Wrote a letter frequency analyzer, because I wanted to. (Actually, it's the first step in a not-altogether ambitious project to write something that attempts to solve simple shift ciphers automatically.) Did a baseline frequency on a dictionary file and used Storable to keep those stats. (I know, I need something better, but it was the biggest wad of English text I had available that I was reasonably sure wasn't riddled with errors or "stylistic" typos. Any suggestions for a better text are appreciated.)

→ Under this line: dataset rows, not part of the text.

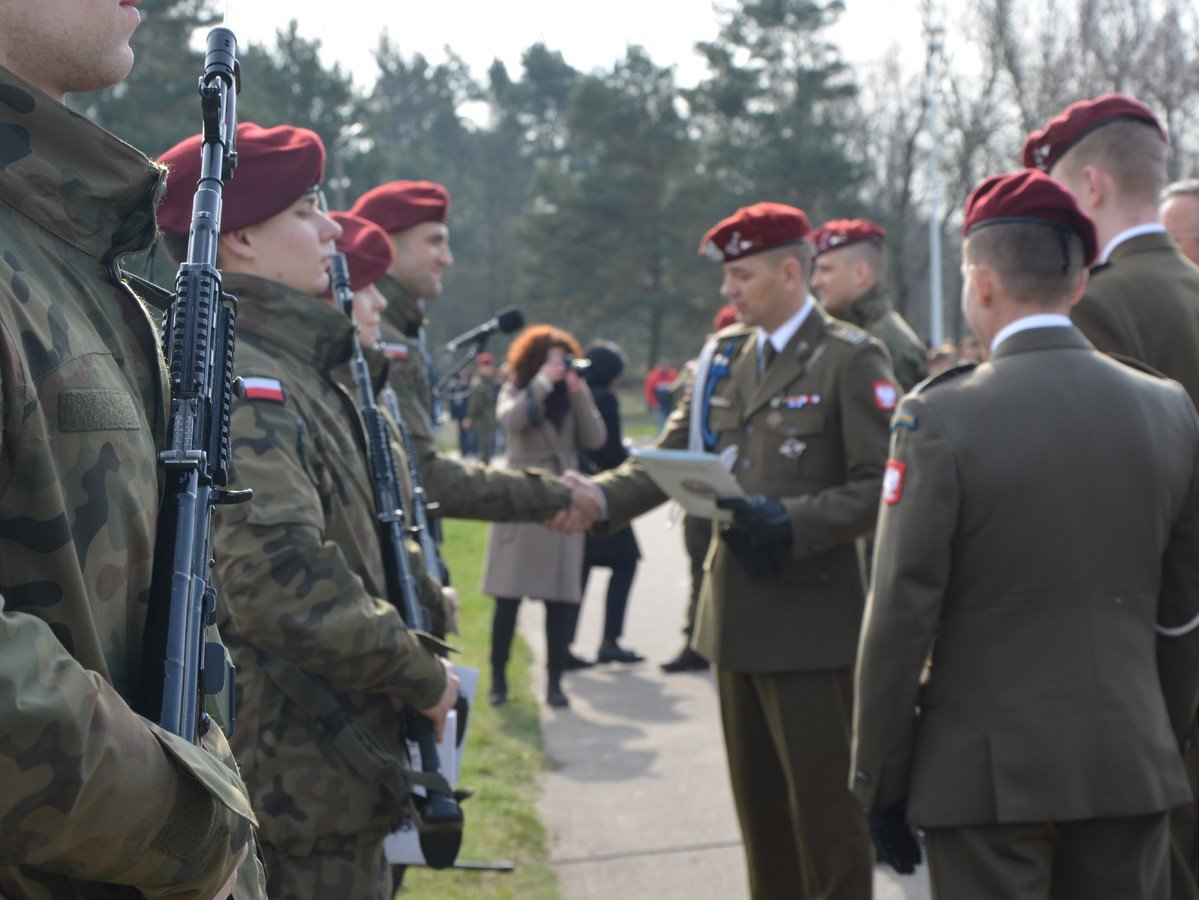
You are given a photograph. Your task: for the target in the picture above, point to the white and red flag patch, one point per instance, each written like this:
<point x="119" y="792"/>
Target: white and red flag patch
<point x="886" y="396"/>
<point x="259" y="388"/>
<point x="892" y="482"/>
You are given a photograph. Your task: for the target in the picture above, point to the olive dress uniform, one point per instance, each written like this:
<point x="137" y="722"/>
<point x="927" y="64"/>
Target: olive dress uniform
<point x="461" y="490"/>
<point x="811" y="432"/>
<point x="1040" y="519"/>
<point x="95" y="801"/>
<point x="302" y="584"/>
<point x="874" y="314"/>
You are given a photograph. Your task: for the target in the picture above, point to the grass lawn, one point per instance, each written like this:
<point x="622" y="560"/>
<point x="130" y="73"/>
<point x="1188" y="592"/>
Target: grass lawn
<point x="502" y="761"/>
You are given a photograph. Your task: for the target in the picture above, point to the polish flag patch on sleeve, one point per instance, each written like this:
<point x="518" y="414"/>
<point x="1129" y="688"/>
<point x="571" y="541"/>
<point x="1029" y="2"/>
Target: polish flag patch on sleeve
<point x="259" y="388"/>
<point x="892" y="482"/>
<point x="886" y="396"/>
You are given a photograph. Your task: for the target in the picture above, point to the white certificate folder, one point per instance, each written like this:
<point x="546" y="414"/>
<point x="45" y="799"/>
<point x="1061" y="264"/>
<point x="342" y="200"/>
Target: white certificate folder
<point x="692" y="478"/>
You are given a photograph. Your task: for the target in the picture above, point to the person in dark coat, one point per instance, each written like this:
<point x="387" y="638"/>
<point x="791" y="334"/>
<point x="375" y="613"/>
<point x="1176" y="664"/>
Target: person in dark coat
<point x="618" y="551"/>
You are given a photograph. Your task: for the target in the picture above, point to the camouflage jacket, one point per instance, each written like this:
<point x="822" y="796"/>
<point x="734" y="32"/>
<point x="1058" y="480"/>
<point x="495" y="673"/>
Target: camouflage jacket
<point x="874" y="314"/>
<point x="459" y="489"/>
<point x="301" y="578"/>
<point x="89" y="791"/>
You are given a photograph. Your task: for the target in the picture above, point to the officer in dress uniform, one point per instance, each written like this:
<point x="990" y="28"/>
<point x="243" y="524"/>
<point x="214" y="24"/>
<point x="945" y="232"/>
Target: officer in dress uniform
<point x="1038" y="559"/>
<point x="848" y="279"/>
<point x="1142" y="300"/>
<point x="800" y="403"/>
<point x="305" y="605"/>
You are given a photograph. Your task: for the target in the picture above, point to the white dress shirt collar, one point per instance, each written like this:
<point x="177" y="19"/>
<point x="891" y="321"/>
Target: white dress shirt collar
<point x="1038" y="320"/>
<point x="1149" y="228"/>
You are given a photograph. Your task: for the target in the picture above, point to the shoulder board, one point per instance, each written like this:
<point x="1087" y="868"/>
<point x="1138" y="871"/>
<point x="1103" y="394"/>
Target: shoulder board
<point x="1138" y="364"/>
<point x="395" y="350"/>
<point x="263" y="388"/>
<point x="842" y="331"/>
<point x="152" y="294"/>
<point x="947" y="375"/>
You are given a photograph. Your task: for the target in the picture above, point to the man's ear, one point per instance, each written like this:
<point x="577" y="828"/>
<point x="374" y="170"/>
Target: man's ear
<point x="238" y="245"/>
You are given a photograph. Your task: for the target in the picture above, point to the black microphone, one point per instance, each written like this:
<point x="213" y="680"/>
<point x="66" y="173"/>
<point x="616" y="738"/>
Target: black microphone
<point x="507" y="321"/>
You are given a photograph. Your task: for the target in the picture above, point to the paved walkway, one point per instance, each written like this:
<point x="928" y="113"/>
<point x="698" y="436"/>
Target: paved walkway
<point x="637" y="796"/>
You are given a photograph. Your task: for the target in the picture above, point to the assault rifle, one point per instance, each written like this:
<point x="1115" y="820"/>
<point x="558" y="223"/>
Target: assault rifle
<point x="441" y="819"/>
<point x="182" y="664"/>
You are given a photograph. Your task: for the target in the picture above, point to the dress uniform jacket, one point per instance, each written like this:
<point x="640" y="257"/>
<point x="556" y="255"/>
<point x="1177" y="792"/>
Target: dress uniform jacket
<point x="459" y="489"/>
<point x="874" y="314"/>
<point x="89" y="791"/>
<point x="302" y="580"/>
<point x="525" y="560"/>
<point x="813" y="433"/>
<point x="1144" y="303"/>
<point x="1041" y="517"/>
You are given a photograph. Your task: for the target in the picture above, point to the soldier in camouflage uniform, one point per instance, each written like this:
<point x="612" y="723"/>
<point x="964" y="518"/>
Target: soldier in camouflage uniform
<point x="481" y="406"/>
<point x="325" y="657"/>
<point x="848" y="279"/>
<point x="95" y="801"/>
<point x="414" y="215"/>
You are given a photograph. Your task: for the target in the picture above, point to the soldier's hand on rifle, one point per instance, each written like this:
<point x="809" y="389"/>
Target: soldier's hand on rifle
<point x="437" y="714"/>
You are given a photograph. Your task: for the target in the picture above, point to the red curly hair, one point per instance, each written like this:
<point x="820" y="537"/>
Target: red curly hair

Started learning how to footle with CGI::Application and HTML::Template, and I'm pleasantly surprised. One little hangup -- not being able to make clickable images -- is not such a big deal, and I suspect there's a way to do it that I haven't discovered yet.
No other news...
Re:Project Gutenberg
chaoticset on 2003-07-22T15:31:51
Any specific ones you'd recommend there? I wouldn't be against using a group of texts -- the process takes about two minutes with a 1.3 meg text file, and I want this to be really good, so I'd be willing to stick a couple hours to it. I'd like the stats to be much more precise than normal, so I'd be all for processing ten or twelve texts. It's just that the ones I happen to have on my drive at home (forgive me) aren't normal. Perl docs, while reasonably grammatic and spell-correct and all, aren't normal text. Neither are Trek fanfic (yes, I have a few, yes, I've read a few, and no, I'm not ashamed). Neither is _The Crying Of Lot 49_, unfortunately.Re:Project Gutenberg
gizmo_mathboy on 2003-07-22T21:34:37
Funny you should ask. About a month ago on the Perl Quiz of the Week mailing list, one of the quizzes concerned repeated substrings. One of the folks used the following text (extracted from an email):
-----------------------
'The Life and Opinions of Tristram Shandy, Gentleman' by Laurence Sterne, which when downloaded weighs in at around 1 Mo (as compared with 27 Ko for Dan Schmidt's US constitution).
-----------------------
The location of these (from another email):
http://www.dfan.org/constitution.txt
http://www.ibiblio.org/gutenberg/ etext97/shndy10.txt
Enjoy. However, for frequency analysis just about anything might work on Project Gutenberg. Well, maybe the chromosomes might not.